My understanding of the Chaotic AUR is that it contains community pre-built packages from the AUR. Which is obviously a big improvement in avoiding having to go through the build process yourself, but I was wondering how it otherwise is expected to compare to the AUR in terms of stability or security? I was guessing it should be about the same in this regard with just some additional security risk for having to also trust whoever built it?

So far I have found myself preferring to use the Chaotic AUR over Flatpak, simply because the Flatpaks can be multiple orders of magnitude larger by comparison, and don’t even advertise the true size ahead of time (e.g. I have seen cases where it is claimed to be a few tens of kB, but actually results in many hundreds of megabytes). But I’m wondering if this is really wise, and what risks to stability I might be running which is of prime importance to me. Maybe it is worth having all those cleanly separated sets of dependencies if it really does make the system more stable?

Another related question I have as a new Linux user is why there is such a thing as “incompatible dependencies”. I find it strange to have to uninstall dependency “X” (which presumably other software might like to make use of) when installing some new piece of software which requires dependency “Y”. Why can’t X and Y coexist in peace such that one or the other can be called by at different times by different pieces of software?

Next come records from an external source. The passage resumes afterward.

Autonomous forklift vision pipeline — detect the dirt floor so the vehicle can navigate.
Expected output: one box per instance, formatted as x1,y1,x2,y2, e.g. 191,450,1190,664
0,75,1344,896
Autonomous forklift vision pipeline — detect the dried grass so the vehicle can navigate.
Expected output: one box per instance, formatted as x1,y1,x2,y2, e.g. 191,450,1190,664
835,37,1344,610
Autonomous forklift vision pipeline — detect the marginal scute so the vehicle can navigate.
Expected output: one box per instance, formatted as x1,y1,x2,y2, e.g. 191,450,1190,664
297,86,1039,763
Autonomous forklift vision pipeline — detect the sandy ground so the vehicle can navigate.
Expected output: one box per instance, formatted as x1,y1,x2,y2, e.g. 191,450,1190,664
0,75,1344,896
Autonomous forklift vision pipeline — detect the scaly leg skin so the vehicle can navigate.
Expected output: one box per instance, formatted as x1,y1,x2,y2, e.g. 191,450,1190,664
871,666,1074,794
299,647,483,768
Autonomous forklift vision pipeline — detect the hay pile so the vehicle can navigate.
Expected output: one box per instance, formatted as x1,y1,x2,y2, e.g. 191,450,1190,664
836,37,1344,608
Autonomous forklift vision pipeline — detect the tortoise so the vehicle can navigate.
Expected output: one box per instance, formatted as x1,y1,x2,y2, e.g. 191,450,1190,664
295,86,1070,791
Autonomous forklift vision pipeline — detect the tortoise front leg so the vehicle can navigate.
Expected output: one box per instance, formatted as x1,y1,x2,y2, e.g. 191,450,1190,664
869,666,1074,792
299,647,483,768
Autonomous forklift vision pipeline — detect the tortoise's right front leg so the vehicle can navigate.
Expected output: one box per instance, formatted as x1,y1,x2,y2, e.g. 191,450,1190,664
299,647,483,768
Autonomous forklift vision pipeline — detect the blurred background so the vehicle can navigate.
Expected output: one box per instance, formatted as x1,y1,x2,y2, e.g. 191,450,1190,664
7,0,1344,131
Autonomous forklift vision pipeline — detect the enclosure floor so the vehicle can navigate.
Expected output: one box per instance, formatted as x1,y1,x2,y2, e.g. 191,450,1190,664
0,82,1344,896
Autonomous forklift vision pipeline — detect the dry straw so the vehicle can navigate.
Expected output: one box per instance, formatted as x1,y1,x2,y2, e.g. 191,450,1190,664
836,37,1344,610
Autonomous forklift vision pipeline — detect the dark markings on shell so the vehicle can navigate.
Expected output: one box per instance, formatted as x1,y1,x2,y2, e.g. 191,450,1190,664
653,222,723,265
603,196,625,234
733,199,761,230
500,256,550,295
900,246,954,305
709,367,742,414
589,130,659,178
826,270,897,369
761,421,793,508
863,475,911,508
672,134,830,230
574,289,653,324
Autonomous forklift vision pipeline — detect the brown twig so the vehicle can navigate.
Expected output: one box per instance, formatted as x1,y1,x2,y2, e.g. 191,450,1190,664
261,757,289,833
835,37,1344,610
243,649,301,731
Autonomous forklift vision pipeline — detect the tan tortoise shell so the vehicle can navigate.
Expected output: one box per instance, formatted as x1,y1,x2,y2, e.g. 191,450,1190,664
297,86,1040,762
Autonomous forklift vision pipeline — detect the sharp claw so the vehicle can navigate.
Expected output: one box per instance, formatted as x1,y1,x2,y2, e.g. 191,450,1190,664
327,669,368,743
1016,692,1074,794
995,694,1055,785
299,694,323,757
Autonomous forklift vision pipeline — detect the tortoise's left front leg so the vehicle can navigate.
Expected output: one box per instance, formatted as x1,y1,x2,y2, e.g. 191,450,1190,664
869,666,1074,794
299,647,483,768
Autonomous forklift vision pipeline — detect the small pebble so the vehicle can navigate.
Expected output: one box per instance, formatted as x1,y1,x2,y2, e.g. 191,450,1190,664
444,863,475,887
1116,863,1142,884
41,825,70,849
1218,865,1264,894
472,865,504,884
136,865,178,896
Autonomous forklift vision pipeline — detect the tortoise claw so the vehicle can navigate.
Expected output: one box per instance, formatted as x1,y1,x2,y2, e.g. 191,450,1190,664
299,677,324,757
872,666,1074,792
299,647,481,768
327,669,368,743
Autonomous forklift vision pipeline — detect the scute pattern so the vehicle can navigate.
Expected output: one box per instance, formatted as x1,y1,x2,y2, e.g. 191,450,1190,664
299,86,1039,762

The main downside of the Chaotic AUR is that the system they use to build these packages for Chaotic AUR is not identical with what TROMjaro provides in terms of packages. So at times some Chaotic AUR packages may not work on TROMjaro…

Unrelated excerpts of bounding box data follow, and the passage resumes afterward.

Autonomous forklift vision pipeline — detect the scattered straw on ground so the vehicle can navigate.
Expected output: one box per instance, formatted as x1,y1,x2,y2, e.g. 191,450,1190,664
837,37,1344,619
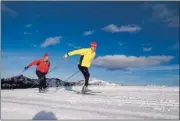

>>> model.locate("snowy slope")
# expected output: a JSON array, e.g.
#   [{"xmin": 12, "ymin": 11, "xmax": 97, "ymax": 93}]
[{"xmin": 1, "ymin": 86, "xmax": 179, "ymax": 119}]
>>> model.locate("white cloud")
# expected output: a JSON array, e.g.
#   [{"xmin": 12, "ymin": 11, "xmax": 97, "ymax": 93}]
[
  {"xmin": 1, "ymin": 4, "xmax": 18, "ymax": 17},
  {"xmin": 25, "ymin": 24, "xmax": 32, "ymax": 28},
  {"xmin": 145, "ymin": 4, "xmax": 179, "ymax": 28},
  {"xmin": 41, "ymin": 36, "xmax": 62, "ymax": 48},
  {"xmin": 83, "ymin": 30, "xmax": 94, "ymax": 36},
  {"xmin": 143, "ymin": 48, "xmax": 152, "ymax": 51},
  {"xmin": 93, "ymin": 55, "xmax": 174, "ymax": 69},
  {"xmin": 102, "ymin": 24, "xmax": 141, "ymax": 33},
  {"xmin": 130, "ymin": 64, "xmax": 179, "ymax": 71}
]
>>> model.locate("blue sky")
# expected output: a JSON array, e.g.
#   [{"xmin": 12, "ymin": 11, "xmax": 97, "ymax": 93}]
[{"xmin": 1, "ymin": 2, "xmax": 179, "ymax": 86}]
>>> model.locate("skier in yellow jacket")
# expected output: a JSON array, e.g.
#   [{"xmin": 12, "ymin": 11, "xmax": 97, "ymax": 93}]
[{"xmin": 64, "ymin": 42, "xmax": 97, "ymax": 93}]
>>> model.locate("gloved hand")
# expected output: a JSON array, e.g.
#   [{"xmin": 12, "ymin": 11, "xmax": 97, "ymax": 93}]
[
  {"xmin": 24, "ymin": 66, "xmax": 29, "ymax": 70},
  {"xmin": 64, "ymin": 54, "xmax": 68, "ymax": 59}
]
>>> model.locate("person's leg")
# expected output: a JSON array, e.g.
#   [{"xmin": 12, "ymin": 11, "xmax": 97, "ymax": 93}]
[
  {"xmin": 84, "ymin": 67, "xmax": 90, "ymax": 87},
  {"xmin": 78, "ymin": 65, "xmax": 86, "ymax": 83},
  {"xmin": 43, "ymin": 74, "xmax": 46, "ymax": 89},
  {"xmin": 36, "ymin": 71, "xmax": 43, "ymax": 91},
  {"xmin": 78, "ymin": 66, "xmax": 89, "ymax": 93}
]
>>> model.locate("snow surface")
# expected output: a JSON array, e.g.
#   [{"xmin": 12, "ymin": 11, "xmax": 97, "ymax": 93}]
[{"xmin": 1, "ymin": 85, "xmax": 179, "ymax": 120}]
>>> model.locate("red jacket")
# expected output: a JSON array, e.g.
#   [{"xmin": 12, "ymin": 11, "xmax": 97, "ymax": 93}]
[{"xmin": 28, "ymin": 59, "xmax": 50, "ymax": 73}]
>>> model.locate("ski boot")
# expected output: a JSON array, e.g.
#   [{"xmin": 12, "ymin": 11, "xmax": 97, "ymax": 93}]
[{"xmin": 81, "ymin": 86, "xmax": 87, "ymax": 94}]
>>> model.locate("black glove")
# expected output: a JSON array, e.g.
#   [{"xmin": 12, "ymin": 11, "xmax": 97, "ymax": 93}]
[{"xmin": 24, "ymin": 66, "xmax": 29, "ymax": 70}]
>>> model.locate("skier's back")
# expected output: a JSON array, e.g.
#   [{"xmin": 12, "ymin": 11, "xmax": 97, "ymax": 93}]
[{"xmin": 64, "ymin": 42, "xmax": 97, "ymax": 93}]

They also seem to check these packages on top of what the AUR maintainers and such check. So it may be even more secure.

Well it is not a good idea to manually install or remove dependencies. Packages should take care of that. The reason why you can’t have multiple of, I’d suspect is because they will conflict. For example library XCETERA will always install in say path/folder/xcetera regardless of the version, and will be accessed by other programs from there. So how can you have another version of XCETERA when they use the same path!? Probably that’s how it works.

OK, thank you for the clarification! After thinking about it a bit more I think I will continue to use the Chaotic AUR for the time being. Since it is not yet my main system, it is not the biggest problem if something breaks, and this way I can find out for myself how likely it is to cause issues, and provide feedback if it does.

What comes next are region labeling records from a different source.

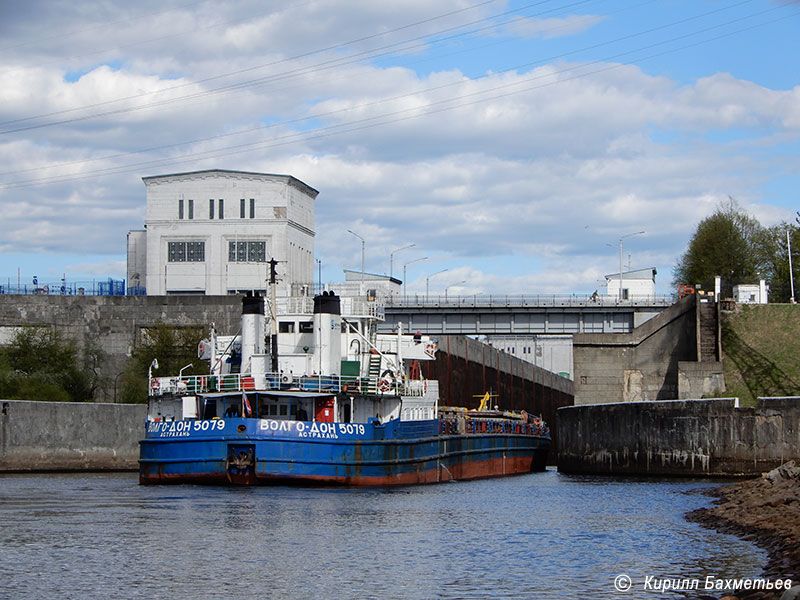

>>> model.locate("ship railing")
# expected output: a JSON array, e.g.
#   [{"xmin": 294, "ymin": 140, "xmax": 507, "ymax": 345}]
[
  {"xmin": 149, "ymin": 373, "xmax": 428, "ymax": 397},
  {"xmin": 439, "ymin": 417, "xmax": 547, "ymax": 435}
]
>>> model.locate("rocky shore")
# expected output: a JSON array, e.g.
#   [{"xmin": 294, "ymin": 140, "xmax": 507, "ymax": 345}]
[{"xmin": 686, "ymin": 461, "xmax": 800, "ymax": 600}]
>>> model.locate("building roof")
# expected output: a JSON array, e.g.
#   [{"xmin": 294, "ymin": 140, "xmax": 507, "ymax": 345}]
[{"xmin": 142, "ymin": 169, "xmax": 319, "ymax": 198}]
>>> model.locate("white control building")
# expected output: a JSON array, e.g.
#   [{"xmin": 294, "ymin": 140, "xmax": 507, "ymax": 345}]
[{"xmin": 128, "ymin": 169, "xmax": 319, "ymax": 296}]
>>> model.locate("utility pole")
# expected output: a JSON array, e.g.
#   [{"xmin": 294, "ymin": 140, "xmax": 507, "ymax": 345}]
[{"xmin": 786, "ymin": 230, "xmax": 800, "ymax": 304}]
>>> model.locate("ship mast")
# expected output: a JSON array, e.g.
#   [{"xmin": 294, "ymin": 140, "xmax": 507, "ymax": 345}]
[{"xmin": 269, "ymin": 258, "xmax": 278, "ymax": 373}]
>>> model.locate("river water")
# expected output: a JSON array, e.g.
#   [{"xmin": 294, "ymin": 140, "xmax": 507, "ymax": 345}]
[{"xmin": 0, "ymin": 470, "xmax": 766, "ymax": 600}]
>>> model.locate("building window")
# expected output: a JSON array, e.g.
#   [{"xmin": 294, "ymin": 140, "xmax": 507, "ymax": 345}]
[
  {"xmin": 228, "ymin": 242, "xmax": 267, "ymax": 262},
  {"xmin": 167, "ymin": 242, "xmax": 206, "ymax": 262}
]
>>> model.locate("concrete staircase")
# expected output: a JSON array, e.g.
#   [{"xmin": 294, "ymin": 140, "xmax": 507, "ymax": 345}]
[{"xmin": 697, "ymin": 298, "xmax": 719, "ymax": 362}]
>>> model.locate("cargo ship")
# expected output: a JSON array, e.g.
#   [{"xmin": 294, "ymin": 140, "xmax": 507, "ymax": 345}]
[{"xmin": 139, "ymin": 291, "xmax": 550, "ymax": 486}]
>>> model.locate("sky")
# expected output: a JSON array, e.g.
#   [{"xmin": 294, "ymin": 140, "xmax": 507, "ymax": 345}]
[{"xmin": 0, "ymin": 0, "xmax": 800, "ymax": 295}]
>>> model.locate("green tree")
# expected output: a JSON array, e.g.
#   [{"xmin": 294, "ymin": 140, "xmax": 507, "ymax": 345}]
[
  {"xmin": 673, "ymin": 198, "xmax": 763, "ymax": 297},
  {"xmin": 0, "ymin": 327, "xmax": 95, "ymax": 402},
  {"xmin": 120, "ymin": 323, "xmax": 208, "ymax": 404}
]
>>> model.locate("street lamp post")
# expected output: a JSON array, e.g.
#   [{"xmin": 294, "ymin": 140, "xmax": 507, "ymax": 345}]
[
  {"xmin": 617, "ymin": 231, "xmax": 644, "ymax": 300},
  {"xmin": 425, "ymin": 269, "xmax": 450, "ymax": 302},
  {"xmin": 389, "ymin": 244, "xmax": 416, "ymax": 277},
  {"xmin": 347, "ymin": 229, "xmax": 366, "ymax": 283},
  {"xmin": 403, "ymin": 256, "xmax": 428, "ymax": 300},
  {"xmin": 444, "ymin": 279, "xmax": 467, "ymax": 302}
]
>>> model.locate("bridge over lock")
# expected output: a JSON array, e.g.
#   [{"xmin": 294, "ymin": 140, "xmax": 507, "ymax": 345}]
[{"xmin": 380, "ymin": 295, "xmax": 674, "ymax": 336}]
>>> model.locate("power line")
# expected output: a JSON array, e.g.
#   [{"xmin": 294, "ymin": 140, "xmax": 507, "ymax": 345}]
[
  {"xmin": 2, "ymin": 8, "xmax": 800, "ymax": 189},
  {"xmin": 0, "ymin": 0, "xmax": 512, "ymax": 135},
  {"xmin": 0, "ymin": 0, "xmax": 756, "ymax": 175}
]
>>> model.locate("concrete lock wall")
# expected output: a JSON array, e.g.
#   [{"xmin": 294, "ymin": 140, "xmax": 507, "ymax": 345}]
[
  {"xmin": 0, "ymin": 295, "xmax": 242, "ymax": 402},
  {"xmin": 558, "ymin": 397, "xmax": 800, "ymax": 477},
  {"xmin": 0, "ymin": 400, "xmax": 147, "ymax": 472},
  {"xmin": 422, "ymin": 335, "xmax": 574, "ymax": 454},
  {"xmin": 572, "ymin": 295, "xmax": 704, "ymax": 404}
]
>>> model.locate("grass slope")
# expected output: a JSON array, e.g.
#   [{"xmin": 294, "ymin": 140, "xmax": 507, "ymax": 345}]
[{"xmin": 722, "ymin": 304, "xmax": 800, "ymax": 406}]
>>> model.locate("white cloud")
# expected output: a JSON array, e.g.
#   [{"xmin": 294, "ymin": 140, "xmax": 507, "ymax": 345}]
[{"xmin": 0, "ymin": 0, "xmax": 800, "ymax": 293}]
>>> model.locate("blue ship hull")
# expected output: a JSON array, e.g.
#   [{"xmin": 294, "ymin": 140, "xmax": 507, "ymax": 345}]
[{"xmin": 139, "ymin": 418, "xmax": 550, "ymax": 486}]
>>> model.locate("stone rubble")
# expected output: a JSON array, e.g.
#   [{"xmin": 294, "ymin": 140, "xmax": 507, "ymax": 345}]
[{"xmin": 686, "ymin": 461, "xmax": 800, "ymax": 600}]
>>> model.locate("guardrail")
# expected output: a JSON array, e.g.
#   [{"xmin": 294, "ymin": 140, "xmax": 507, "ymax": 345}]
[
  {"xmin": 0, "ymin": 278, "xmax": 126, "ymax": 296},
  {"xmin": 148, "ymin": 373, "xmax": 428, "ymax": 397},
  {"xmin": 385, "ymin": 294, "xmax": 676, "ymax": 308}
]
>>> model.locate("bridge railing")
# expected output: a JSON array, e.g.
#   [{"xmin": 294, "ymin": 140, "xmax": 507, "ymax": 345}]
[{"xmin": 386, "ymin": 294, "xmax": 675, "ymax": 308}]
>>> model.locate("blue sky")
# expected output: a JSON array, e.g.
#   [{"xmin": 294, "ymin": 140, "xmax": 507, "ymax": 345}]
[{"xmin": 0, "ymin": 0, "xmax": 800, "ymax": 294}]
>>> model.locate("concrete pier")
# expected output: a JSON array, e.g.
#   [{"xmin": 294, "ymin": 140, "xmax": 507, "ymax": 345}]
[
  {"xmin": 0, "ymin": 400, "xmax": 147, "ymax": 473},
  {"xmin": 557, "ymin": 397, "xmax": 800, "ymax": 477}
]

I was also thinking that two versions with the same name/path could be one reason, but the case that happened with my install appeared to be two different packages… actually by going through my update history now I’m pretty sure it was
nodejs (19.6.0-1)
that had to be removed during an install so that
nodejs-lts-gallium (16.19.0-1)
could be installed. I guess they both do much the same thing, but it just struck me as strange that they couldn’t both be installed at the same time and left me wondering how any application that was previously dependent upon nodejs is supposed to make do without it, or know to use nodejs-lts-gallium instead. Maybe they both install conflicting files to the same path? Well, I guess if everything still works we can say it’s not important :smile:

I personally always use Chaotic over the AUR, and so far rarely anything breaks. And if it does, it is temporary.

About that conflict at times the package maintainers will specify that this conflicts with that, and so it won’t let you have both. I guess depends from case to case.